“Part-Truths” by Michael Pedersen
Published 2009 by Koo Press
UK price £5.00
www.koopress.co.uk
A twelve-course banquet of poetry, with cuts of prime rib and refreshing lemon sorbet, served up alongside stodgy rice pudding and, I’m afraid to say, liberal helpings of cheese.
Just flicking through the pamphlet (whose design is pleasing, if dull) it becomes clear that Pedersen is in need of a ruthless editor: most poems are heavy and form-free. That said, reading past this is often richly rewarded by a startling detail or observation.
A fine example of this is the collection’s opening poem, ‘Flowers’, which is full of obsolete or unimaginative details like “yellow” before sunflower, and sweat being “sticky and sweet”. Alongside this runs Pedersen’s tendency to slip into melodrama, where people are “keepers/ of uneasy conscience” and moments “live and die only once”. While of course these feelings are universal, it is the poet’s role to state the obvious in an unobvious way, and at times this pamphlet ignores this rule.
That said, of course, there are glorious moments within almost every poem, moments that make one despair that Pedersen has not been constructively edited. ‘Flowers’ is full of high points, such as the ballooning geckos in the background, and
Who’d have thought
skin rises like yeasty bread
not to mention the lyrical, “You will never drop those sighs/ into the sea”.
‘John’ was the poem I felt ought to have been the collection’s strongest. It focuses on the overdose of a flatmate, and has some strong imagery, for example:
I leave the hospital and you bleeping
like a dying smoke detector
and:
So you’re a Zimmer-frame crawler, shuffling along
as if walking on constant snow, feet throbbing
like frozen hands dunked in piping-hot water.
But then again, the poem is indulgently juvenile at times:
Yawning eyes fill with the leftover moisture
of sorrow squeezed from tear ducts.
One can’t help but think an older Pedersen will look back on lines like these with the embarrassment of re-reading a teenage diary.
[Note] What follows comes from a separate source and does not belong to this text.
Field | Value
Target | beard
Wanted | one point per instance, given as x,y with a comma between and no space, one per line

Speaking of embarrassment, I would also love to ask the man himself if he ever reads ‘Contrasexual Cuddles’ at open mic sessions? I could hardly be described as prudish (and aged 23 myself, am not easy to shock) but found myself blushing furiously reading it. Even recalling it now I’m turning pink. . .
Obviously at the age of 24, Michael Pedersen is open to further life experience, and with some basic training in form and some encouragement in the ‘less is more’ approach, I feel his work could soon be a Michelin-starred dining experience.